A physician who does not terminate the patient-physician relationship properly may also run afoul of ethical requirements. According to the AMA's Council on Ethical and Judicial Affairs, a physician may not discontinue treatment of a patient as long as further treatment is medically indicated, without giving the patient reasonable notice and sufficient opportunity to make alternative arrangements for care. Further, the patient's failure to pay a bill does not end the relationship, as the relationship is based on fiduciary, rather than a financial responsibility. According to the AMA's Code of Medical Ethics, Opinion 8.115, physicians have the option of terminating the patient-physician relationship, but they must give sufficient notice of withdrawal to the relatives, or responsible friends and guardians to allow another physician to be secured.

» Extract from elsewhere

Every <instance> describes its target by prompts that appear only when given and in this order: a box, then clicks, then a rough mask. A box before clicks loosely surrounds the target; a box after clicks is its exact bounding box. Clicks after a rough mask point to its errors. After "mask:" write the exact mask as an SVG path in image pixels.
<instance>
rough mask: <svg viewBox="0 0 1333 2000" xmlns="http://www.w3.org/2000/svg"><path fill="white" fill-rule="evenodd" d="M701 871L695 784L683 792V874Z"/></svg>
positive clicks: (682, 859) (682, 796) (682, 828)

Appropriate steps to terminate the patient-physician relationship typically include:
- Giving the patient written notice, preferably by certified mail, return receipt requested;
- Providing the patient with a brief explanation for terminating the relationship (this should be a valid reason, for instance non-compliance, failure to keep appointments.);
- Agreeing to continue to provide treatment and access to services for a reasonable period of time, such as 30 days, to allow a patient to secure care from another person (a physician may want to extend the period for emergency services);
- Providing resources and/or recommendations to help a patient locate another physician of like specialty; and
- Offering to transfer records to a newly-designated physician upon signed patient authorization to do so.

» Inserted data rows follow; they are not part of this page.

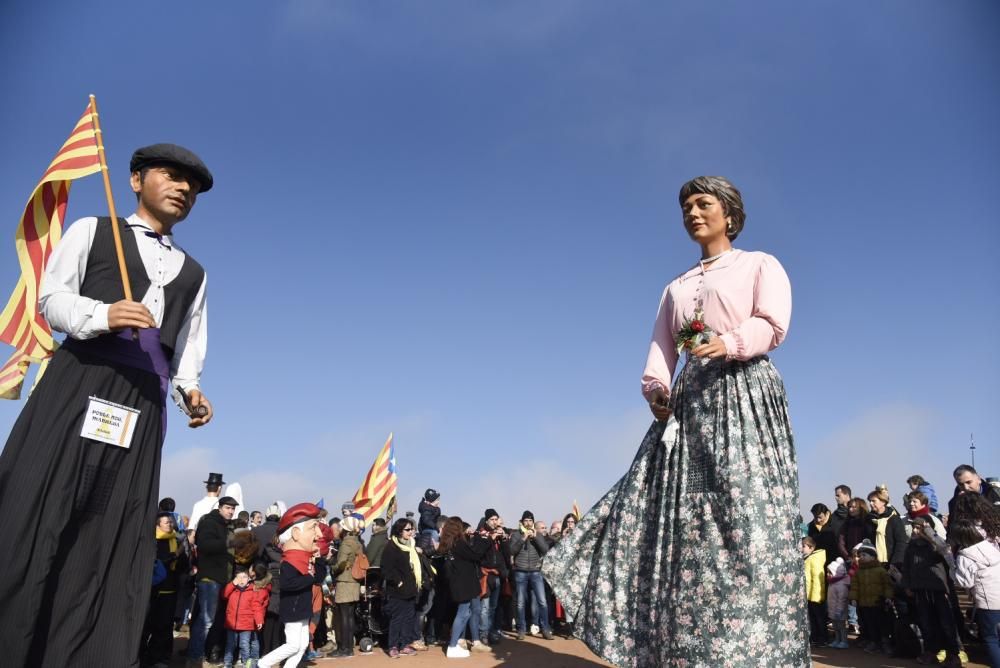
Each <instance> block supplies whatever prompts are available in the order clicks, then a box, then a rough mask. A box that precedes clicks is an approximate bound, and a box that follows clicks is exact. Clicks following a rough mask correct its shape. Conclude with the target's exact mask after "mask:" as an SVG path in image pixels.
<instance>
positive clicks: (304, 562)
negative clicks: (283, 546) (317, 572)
mask: <svg viewBox="0 0 1000 668" xmlns="http://www.w3.org/2000/svg"><path fill="white" fill-rule="evenodd" d="M311 558H312V552H306V551H305V550H285V551H284V552H283V553H282V554H281V560H282V561H284V562H287V563H288V564H289V565H290V566H291V567H292V568H294V569H295V570H297V571H298V572H299V573H302V575H314V574H315V573H316V571H314V570H313V566H312V564H311V563H309V560H310V559H311Z"/></svg>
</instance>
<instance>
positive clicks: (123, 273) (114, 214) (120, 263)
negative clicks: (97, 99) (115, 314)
mask: <svg viewBox="0 0 1000 668" xmlns="http://www.w3.org/2000/svg"><path fill="white" fill-rule="evenodd" d="M90 112H91V114H92V116H91V118H93V119H94V134H95V135H96V136H97V154H98V157H100V159H101V175H102V176H104V194H105V195H106V196H107V198H108V211H109V212H110V214H111V232H112V234H114V237H115V252H116V253H117V254H118V271H119V272H121V276H122V287H123V288H124V289H125V299H127V300H128V301H132V284H131V283H129V280H128V269H127V268H126V267H125V251H124V250H123V249H122V236H121V233H120V232H119V231H118V214H117V213H116V212H115V198H114V197H113V196H112V195H111V178H110V177H109V176H108V160H107V158H106V157H105V156H104V138H103V137H102V136H101V119H100V116H98V114H97V98H96V97H94V95H93V94H91V96H90ZM137 334H138V330H136V331H135V332H133V338H134V336H135V335H137Z"/></svg>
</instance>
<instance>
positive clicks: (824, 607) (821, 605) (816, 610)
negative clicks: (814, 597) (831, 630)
mask: <svg viewBox="0 0 1000 668" xmlns="http://www.w3.org/2000/svg"><path fill="white" fill-rule="evenodd" d="M829 639H830V635H829V634H828V633H827V631H826V603H813V602H812V601H809V640H810V641H811V642H826V641H828V640H829Z"/></svg>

Following this protocol may be easier in some situations than others. For example, if a physician has signed a covenant-not-to-compete, chances are the employer will not hand over the patient list upon notice of departure. In instances such as these, you (in consultation with your attorney) may want to provide a model patient termination letter to the party withholding your patients' addresses, and request that the addresses and letter be merged for distribution to your patients. Ideally, you should not be in a contractual arrangement that makes contacting your patients difficult. However, if you find yourself in this situation, work with an attorney to ensure that appropriate steps are taken.